The politburo of pieties

Two versions of freedom jostled for space in the global mind, each with its own set of moral certainties.

By S Prasannarajan

Published: Tue 2 Mar 2021, 11:59 PM

We seem to have exhausted our semantic options to categorise the shifts in the history of freedom. The Cold War lasted longer, with a grander theme and a matching territorial division. After the hot war that ended with the world partitioned between ‘good’ and ‘evil’, the Cold War launched the clash of ideologies. Two versions of freedom jostled for space in the global mind, each with its own set of moral certainties. The inter-changeability of truths and lies, the real and the fantastical, was the chosen method for domination. When the Wall finally came down, and when one part of the world was proved to be the most comforting mythology man ever built, history did not end. It took a pause. What followed was equally divisive; the old ghosts of nationalism came to haunt the space just vacated by ideology. The new wars were fought along religious and ethnic lines, and the nationalist rearmed embarked on cleansing the swamp to make a point: inherited blood is thicker than acquired ideologies. Soon, in the name of an unforgiving god, revolutionaries armed with the Book and the sword would launch another freedom struggle. The desert would become the new gulag. Angry gods have not abandoned their war on sinners, and the search for a Divine Imperium is not over yet. Our divisions are as stark as ever.

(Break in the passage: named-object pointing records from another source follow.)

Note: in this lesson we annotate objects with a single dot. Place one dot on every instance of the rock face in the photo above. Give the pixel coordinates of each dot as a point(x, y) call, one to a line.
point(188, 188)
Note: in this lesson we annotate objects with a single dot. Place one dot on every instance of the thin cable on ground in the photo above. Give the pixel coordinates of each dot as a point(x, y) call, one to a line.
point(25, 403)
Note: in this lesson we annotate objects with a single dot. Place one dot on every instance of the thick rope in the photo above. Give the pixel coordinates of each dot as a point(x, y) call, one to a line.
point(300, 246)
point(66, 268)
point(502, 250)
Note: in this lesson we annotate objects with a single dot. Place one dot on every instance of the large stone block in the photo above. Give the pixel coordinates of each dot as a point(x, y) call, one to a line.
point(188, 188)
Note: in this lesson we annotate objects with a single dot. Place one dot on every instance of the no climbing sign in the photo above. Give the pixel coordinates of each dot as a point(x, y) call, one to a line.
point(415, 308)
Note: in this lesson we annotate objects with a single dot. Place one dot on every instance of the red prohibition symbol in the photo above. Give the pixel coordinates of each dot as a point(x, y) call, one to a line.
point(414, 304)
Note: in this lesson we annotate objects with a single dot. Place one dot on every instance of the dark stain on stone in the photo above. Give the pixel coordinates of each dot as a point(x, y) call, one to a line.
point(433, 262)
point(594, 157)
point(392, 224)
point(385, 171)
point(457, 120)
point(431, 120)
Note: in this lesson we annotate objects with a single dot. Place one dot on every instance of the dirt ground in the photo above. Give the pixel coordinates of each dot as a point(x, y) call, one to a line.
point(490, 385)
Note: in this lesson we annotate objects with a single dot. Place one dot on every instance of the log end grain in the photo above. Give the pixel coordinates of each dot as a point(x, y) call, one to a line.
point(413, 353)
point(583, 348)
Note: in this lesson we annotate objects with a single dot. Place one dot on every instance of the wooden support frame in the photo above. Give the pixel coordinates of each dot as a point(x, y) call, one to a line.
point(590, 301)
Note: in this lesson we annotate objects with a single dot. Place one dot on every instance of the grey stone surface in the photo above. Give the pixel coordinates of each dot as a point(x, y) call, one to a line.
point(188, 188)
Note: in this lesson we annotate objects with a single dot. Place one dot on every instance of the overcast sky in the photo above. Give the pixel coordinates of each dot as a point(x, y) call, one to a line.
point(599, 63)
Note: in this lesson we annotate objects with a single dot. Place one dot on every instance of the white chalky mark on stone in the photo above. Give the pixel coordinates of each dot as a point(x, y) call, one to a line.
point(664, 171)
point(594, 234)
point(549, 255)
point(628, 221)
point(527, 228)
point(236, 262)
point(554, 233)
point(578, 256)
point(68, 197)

Today, gods of a different kind are at play in a world where the scripture of domination is written on silicon. The digital alternative that overwhelms our conversations on politics and society is as divisive as its ideological and theological predecessors in another time. Then, the imperatives of geography made the war easier to index—as convenient blocs. The new gods are hidden in the machine, and the way they exercise their power and extend their spheres of influence is beyond the comprehension of their subjects. At one level, the difference with the earlier systems is redeeming. Technology is not the new ideology, even though its target is the human mind. It’s not the enforcer of a new form of enslavement either, even though we are all obedient subjects in its kingdom. We are the authors of our charter of freedom; we are the owners of our words. And we are not sure whether we are what the machine thinks we are— or what the algorithm wants us to be. It’s only now that some of us have started complaining, and some of our elected governments have become paranoid.

Our complaints are selective, and we are hardly honest whenever we try to moralise our motives. The governments’ paranoia is an old story: they all feel so fragile—and behave as if nations too are equally fragile—whenever some “seditious” minds out there dare to tell a bad story. Is it that, after the reign of the Book—of gods’ and men’s—technology is the ideal liberator, the unifier? Forget the panopticon for a while; assume that we can overcome the dark arts of hackers from Russia and North Korea; and think that we have enough strength to survive the hypnotic powers of the machine. And see how we have become active citizens with more questions to ask, more ideas to exchange, and more knowledge to share, in a world of interconnected destinies? Think of how we have become conscience-keepers and muckrakers, debunkers and storytellers, liars and illuminators. How we have become the most audible noisemakers of democracy.

Lost in this noise, we fail to recognise the divisions of the digital world, the power of pieties and the harshness of new taboos. Maybe we are even using the wrong nomenclature to identify the world where our digital identities add to the passions and pathologies of democracy. It’s not the post-ideological world at all. Ideology is back, but not with a Capital I, and technology has become its enabler. The self-righteous zeal of this world is as effective as the old Ideology in inventing enemies—though class has been replaced by culture. In this world of digitally altered reality, a president’s tweet can drive a vast section of people to reject an election, and the same president can be consigned to a digital Siberia by the Big Tech commissariat. An ‘insensitive’ edit page article, a column that calls the insensitivity bogus, an old slur couched in a joke—the transgressions are being monitored by the politburo of pieties. In the so-called marketplace of ideas, everything is sacred; the art of propaganda—and the historical necessity of proselytisation—is being legitimised by the righteous majority. Even in journalism, old monikers such as ‘newspapers of record’ have been made redundant by the urgency of ideology; in the digital media space, it’s now all about feeding the base—and somehow keeping it intact. Pravda is being reinvented digitally to sustain the new progressivism. The partition of the global mind is purely ideological, once again. Freedom is a dispute, the noise of which is amplified in digital echo chambers.